El titular de la Cámara baja cerró un año de “intensa ingeniería política” logrando la aprobación de la “ley de leyes” y asegurando su continuidad al frente del cuerpo. Con el respaldo de Karina Milei, se consolida como el armador clave del oficialismo mientras prepara el terreno para disputar la hegemonía del PJ en su provincia natal.
En los pasillos del Palacio Legislativo, el aire que se respira es de alivio y fatiga. Tras una sesión maratónica que culminó en la madrugada del 19 de diciembre, Martín Menem logró lo que parecía improbable hace apenas unos meses: la aprobación del Presupuesto 2026, el primero que la administración de Javier Milei logra pasar por el Congreso tras haber reconducido el cálculo de gastos durante el ejercicio anterior.
Sin embargo, el triunfo no fue gratuito. El presidente de la Cámara de Diputados tuvo que desplegar lo que fuentes del oficialismo denominaron una “intensa ingeniería política” desde su despacho, flanqueado por su primo y mano derecha, Eduardo “Lule” Menem, y con la colaboración táctica de aliados del PRO como Diego Santilli.
La reelección de Menem al frente del cuerpo, concretada el pasado 3 de diciembre, fue el preludio de este cierre de año frenético. En aquella sesión preparatoria, el riojano dejó en claro el tono que busca imprimir a su gestión para la segunda mitad del mandato libertario, apelando a la institucionalidad pero sin ceder en el dogma económico del Gobierno.
“Respetar el equilibrio fiscal por sobre el despilfarro del gasto, buscar alivianar la carga impositiva burocrática y no volver a los piquetes y al clientelismo”, sentencian voceros de Menem desde el estrado, en una frase que resonó como una advertencia a la oposición dialoguista que exigía flexibilizaciones en las partidas para las provincias.
La “rosca” y los límites del poder
El debate por el Presupuesto expuso la fragilidad de los acuerdos en un Congreso fragmentado. Si bien el oficialismo consiguió la media sanción general, sufrió reveses en artículos clave, como el intento de derogar las leyes de financiamiento educativo y discapacidad, puntos donde la oposición —incluyendo sectores del radicalismo y Encuentro Federal— marcó la cancha.
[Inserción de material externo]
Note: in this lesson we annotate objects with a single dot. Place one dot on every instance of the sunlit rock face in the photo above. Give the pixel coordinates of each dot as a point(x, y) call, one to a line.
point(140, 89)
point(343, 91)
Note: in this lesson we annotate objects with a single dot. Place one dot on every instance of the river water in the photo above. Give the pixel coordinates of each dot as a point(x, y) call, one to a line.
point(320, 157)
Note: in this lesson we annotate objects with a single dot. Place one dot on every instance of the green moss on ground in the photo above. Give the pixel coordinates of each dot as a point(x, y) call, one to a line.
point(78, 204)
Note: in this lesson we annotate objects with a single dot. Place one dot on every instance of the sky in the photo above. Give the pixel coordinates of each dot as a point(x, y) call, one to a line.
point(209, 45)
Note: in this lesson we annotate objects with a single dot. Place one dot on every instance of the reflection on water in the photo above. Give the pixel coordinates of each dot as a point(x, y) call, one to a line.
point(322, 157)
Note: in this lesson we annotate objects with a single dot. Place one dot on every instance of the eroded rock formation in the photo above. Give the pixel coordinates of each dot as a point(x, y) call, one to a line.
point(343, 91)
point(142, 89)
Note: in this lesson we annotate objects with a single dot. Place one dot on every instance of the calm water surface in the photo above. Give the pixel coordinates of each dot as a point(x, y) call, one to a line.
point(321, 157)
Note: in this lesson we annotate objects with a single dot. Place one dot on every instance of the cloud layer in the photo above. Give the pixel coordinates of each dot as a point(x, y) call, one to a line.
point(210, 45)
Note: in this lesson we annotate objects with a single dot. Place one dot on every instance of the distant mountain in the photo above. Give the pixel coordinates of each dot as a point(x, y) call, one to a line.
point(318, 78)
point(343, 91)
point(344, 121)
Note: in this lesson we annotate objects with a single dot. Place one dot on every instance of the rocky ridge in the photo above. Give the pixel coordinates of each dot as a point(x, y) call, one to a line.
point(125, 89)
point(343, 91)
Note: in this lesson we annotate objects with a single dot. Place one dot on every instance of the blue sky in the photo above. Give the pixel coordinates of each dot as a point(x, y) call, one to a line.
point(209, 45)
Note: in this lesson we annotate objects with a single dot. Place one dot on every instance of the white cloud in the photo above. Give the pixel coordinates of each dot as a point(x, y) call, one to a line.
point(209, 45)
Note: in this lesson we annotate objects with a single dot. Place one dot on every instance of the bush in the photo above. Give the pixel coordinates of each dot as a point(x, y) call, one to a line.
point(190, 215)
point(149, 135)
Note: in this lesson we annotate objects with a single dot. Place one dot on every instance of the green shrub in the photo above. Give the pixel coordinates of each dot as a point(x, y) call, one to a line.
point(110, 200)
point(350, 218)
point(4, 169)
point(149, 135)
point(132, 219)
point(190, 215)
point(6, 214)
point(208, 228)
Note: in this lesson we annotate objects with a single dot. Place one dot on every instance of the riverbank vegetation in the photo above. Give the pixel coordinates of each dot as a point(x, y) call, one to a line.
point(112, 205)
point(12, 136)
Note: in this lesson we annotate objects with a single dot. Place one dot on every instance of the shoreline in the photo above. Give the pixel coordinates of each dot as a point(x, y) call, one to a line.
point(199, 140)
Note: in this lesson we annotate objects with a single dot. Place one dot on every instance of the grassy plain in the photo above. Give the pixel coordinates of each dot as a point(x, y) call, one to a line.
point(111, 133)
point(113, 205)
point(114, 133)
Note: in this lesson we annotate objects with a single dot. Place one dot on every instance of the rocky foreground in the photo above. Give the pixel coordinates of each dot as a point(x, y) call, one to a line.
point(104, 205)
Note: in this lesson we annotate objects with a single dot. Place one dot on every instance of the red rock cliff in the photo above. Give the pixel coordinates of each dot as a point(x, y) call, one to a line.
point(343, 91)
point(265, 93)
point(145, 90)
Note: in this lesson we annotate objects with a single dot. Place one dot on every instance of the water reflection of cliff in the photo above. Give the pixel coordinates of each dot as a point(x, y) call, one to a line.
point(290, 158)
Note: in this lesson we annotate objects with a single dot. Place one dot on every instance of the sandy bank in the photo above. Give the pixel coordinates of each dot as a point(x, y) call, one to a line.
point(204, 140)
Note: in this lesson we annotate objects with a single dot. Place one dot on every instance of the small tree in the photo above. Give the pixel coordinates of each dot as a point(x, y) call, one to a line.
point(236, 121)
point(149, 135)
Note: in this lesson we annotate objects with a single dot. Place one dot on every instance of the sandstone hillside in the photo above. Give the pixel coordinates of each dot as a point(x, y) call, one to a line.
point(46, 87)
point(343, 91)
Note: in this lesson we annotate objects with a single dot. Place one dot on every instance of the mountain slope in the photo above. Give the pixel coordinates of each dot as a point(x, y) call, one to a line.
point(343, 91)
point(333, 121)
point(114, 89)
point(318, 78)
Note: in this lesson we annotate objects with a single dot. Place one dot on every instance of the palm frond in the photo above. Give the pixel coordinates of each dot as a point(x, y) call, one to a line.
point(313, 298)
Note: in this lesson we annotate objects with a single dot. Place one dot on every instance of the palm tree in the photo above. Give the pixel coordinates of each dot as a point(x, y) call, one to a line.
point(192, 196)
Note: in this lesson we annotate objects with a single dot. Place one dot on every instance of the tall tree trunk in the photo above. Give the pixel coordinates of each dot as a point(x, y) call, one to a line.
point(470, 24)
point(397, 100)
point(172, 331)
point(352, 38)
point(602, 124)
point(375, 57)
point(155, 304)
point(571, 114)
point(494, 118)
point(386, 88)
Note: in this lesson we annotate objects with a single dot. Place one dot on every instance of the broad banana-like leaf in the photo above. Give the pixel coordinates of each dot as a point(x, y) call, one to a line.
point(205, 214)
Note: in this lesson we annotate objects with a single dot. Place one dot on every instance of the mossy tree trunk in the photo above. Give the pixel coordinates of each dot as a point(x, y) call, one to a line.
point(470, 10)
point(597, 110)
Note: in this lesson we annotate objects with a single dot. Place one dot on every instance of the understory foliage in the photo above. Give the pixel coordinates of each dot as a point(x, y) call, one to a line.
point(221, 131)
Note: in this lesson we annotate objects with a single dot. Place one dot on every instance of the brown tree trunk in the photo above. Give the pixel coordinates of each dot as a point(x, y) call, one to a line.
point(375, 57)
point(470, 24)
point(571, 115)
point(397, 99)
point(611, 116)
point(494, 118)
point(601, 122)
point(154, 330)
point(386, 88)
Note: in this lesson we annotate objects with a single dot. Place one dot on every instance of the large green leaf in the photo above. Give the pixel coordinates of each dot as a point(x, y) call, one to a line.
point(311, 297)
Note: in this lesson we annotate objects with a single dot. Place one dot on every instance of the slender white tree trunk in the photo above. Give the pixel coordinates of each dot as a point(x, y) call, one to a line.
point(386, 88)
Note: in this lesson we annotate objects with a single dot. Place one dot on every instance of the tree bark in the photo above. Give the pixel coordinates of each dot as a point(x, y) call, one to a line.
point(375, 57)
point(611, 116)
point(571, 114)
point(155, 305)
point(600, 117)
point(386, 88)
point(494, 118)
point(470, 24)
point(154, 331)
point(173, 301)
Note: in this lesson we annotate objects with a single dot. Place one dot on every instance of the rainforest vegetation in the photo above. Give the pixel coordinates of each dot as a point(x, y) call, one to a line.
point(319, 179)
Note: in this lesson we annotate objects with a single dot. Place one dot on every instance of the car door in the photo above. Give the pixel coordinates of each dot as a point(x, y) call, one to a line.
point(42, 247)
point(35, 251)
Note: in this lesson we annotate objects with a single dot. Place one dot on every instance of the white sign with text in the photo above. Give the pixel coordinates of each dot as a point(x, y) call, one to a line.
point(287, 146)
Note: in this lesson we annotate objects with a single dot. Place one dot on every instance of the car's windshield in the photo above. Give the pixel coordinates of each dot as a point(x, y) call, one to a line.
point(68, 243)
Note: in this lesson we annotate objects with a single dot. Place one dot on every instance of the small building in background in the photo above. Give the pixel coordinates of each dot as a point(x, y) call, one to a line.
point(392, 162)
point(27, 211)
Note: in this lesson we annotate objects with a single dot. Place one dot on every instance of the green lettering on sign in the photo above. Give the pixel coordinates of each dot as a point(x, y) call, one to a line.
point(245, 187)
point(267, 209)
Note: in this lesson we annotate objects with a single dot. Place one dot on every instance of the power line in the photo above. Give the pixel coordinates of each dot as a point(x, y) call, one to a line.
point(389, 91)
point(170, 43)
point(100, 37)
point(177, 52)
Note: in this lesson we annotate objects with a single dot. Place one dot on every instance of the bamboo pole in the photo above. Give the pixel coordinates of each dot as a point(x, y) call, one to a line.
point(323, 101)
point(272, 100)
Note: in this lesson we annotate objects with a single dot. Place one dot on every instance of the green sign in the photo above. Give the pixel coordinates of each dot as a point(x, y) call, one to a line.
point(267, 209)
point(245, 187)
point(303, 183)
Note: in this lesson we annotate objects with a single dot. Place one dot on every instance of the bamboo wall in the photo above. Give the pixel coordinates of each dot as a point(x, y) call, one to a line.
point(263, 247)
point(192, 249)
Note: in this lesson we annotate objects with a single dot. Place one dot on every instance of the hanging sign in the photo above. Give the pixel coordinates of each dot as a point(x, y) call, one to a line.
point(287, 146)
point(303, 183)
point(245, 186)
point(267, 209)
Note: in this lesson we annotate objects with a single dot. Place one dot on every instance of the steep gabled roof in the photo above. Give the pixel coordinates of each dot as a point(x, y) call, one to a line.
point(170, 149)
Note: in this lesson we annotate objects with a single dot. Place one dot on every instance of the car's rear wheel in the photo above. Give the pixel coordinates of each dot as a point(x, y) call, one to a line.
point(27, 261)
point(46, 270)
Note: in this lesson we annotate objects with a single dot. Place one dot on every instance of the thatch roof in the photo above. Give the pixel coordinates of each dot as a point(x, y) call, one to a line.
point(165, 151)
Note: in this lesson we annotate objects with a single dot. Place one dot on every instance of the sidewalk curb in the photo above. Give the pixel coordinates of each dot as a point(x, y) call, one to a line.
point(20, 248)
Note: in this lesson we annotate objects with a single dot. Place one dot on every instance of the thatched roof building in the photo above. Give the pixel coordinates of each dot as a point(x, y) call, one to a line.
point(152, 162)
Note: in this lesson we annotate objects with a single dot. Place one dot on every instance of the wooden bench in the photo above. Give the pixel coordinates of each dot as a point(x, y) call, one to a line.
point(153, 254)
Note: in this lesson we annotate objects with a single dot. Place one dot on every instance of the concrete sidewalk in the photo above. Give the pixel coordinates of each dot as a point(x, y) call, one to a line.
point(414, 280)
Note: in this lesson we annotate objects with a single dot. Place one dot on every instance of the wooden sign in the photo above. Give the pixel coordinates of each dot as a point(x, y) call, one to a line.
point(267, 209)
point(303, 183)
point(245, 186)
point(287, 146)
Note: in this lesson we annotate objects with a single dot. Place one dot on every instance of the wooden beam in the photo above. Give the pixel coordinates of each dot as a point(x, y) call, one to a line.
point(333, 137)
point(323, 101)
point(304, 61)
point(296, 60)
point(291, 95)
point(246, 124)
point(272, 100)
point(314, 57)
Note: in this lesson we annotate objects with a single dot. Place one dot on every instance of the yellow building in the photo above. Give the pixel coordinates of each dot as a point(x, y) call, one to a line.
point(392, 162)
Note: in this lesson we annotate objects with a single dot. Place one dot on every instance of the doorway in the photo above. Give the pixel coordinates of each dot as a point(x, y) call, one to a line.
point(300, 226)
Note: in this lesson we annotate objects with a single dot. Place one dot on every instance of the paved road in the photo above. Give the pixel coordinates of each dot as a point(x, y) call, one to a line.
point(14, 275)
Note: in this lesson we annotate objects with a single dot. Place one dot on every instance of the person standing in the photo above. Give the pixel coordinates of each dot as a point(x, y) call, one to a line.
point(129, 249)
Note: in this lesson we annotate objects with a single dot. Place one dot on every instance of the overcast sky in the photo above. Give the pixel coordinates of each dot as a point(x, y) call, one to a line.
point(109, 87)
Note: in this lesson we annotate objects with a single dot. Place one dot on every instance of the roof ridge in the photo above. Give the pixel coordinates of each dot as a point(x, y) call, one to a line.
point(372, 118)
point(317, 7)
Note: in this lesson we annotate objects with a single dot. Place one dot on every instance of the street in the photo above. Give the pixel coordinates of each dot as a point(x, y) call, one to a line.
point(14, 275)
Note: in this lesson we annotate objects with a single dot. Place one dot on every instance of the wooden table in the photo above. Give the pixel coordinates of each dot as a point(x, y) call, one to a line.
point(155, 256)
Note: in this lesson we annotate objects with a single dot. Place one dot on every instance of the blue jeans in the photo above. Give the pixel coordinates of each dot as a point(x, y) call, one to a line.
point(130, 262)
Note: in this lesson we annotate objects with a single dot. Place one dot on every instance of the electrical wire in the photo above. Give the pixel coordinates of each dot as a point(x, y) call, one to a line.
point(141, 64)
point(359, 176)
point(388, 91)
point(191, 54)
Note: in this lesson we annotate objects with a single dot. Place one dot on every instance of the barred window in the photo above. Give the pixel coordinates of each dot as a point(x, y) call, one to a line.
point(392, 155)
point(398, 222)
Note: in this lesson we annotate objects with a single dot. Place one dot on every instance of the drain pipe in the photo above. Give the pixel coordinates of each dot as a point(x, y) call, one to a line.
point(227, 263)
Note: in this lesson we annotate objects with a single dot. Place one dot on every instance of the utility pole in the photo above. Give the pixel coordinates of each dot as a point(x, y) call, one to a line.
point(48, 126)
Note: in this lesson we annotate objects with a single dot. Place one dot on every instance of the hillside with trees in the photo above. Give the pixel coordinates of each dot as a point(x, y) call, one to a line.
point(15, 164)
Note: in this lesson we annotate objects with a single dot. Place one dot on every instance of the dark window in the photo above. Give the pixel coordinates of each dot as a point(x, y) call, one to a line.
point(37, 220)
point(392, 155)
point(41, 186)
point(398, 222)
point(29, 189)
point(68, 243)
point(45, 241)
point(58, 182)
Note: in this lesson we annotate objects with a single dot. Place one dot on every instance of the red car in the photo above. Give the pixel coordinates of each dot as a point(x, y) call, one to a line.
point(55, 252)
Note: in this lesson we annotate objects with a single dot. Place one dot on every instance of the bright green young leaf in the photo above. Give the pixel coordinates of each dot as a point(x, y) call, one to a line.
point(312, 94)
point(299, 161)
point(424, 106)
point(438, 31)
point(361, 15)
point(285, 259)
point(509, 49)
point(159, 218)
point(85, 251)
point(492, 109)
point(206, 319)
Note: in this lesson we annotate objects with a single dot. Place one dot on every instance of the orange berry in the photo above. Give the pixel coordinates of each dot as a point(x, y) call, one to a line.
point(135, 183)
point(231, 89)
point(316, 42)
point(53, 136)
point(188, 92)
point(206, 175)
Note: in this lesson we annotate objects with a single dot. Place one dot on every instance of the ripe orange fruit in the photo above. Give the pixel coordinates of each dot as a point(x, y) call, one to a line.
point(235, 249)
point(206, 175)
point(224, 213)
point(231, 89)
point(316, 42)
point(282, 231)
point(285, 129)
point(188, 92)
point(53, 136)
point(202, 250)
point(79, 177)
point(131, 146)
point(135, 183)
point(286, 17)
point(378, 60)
Menem, consciente de que la matemática legislativa obliga a la negociación permanente, ha adoptado un perfil pragmático. “Mi despacho seguirá abierto para todos los que quieran trabajar por una Argentina mejor y más libre, con la convicción de que los acuerdos auténticos se construyen mirándonos de frente y con honestidad”, declaran cerca del presidente de la Cámara Baja tras ser ratificado en el cargo, un mensaje dirigido tanto a los gobernadores como a los bloques aliados que reclaman mayor participación en la toma de decisiones.
A pesar de las tensiones, en la Casa Rosada valoran la lealtad inquebrantable de Menem y su alineación total con Karina Milei. La Secretaria General de la Presidencia lo considera su alfil principal no solo para la contención legislativa, sino para el armado nacional de La Libertad Avanza (LLA), que ya cuenta con personería jurídica en los 24 distritos.
El frente riojano: la obsesión política
Más allá de la agenda nacional, la mirada de Martín Menem no se desvía de su objetivo de fondo: La Rioja. La provincia, bastión histórico del peronismo y actualmente gobernada por Ricardo Quintela —uno de los opositores más feroces al modelo libertario—, es el escenario donde el titular de Diputados proyecta el crecimiento territorial de LLA de cara a 2027.
La estrategia es clara: nacionalizar la gestión y contrastar el “orden fiscal” de la Nación con la situación financiera de la provincia. En el entorno de Menem aseguran que la consolidación del partido a nivel local es prioritaria. La reciente aprobación de la designación de auditores para la AGN (Auditoría General de la Nación) también fue leída en clave política, asegurando puestos de control que el oficialismo considera vitales para auditar la “herencia” en diversas áreas del Estado.
En medio de acusaciones cruzadas y rumores de pactos con la «casta» para sacar las leyes, Menem se defiende con el pragmatismo que le impone el cargo. Ante las críticas por la demora en tratar proyectos como la Ficha Limpia, fue tajante: “Es una barbaridad decir que queremos favorecer a Cristina Kirchner. Esas especulaciones espurias me parecen una locura”, afirman allegados a Menem, buscando despejar dudas sobre la pureza ideológica del espacio que representa.
Con el Presupuesto aprobado y su liderazgo ratificado, Menem encara el receso estival con dos certezas: el 2026 será el año de la gestión económica pura y, en lo personal, el momento de acelerar la construcción de una alternativa de poder real en su tierra natal.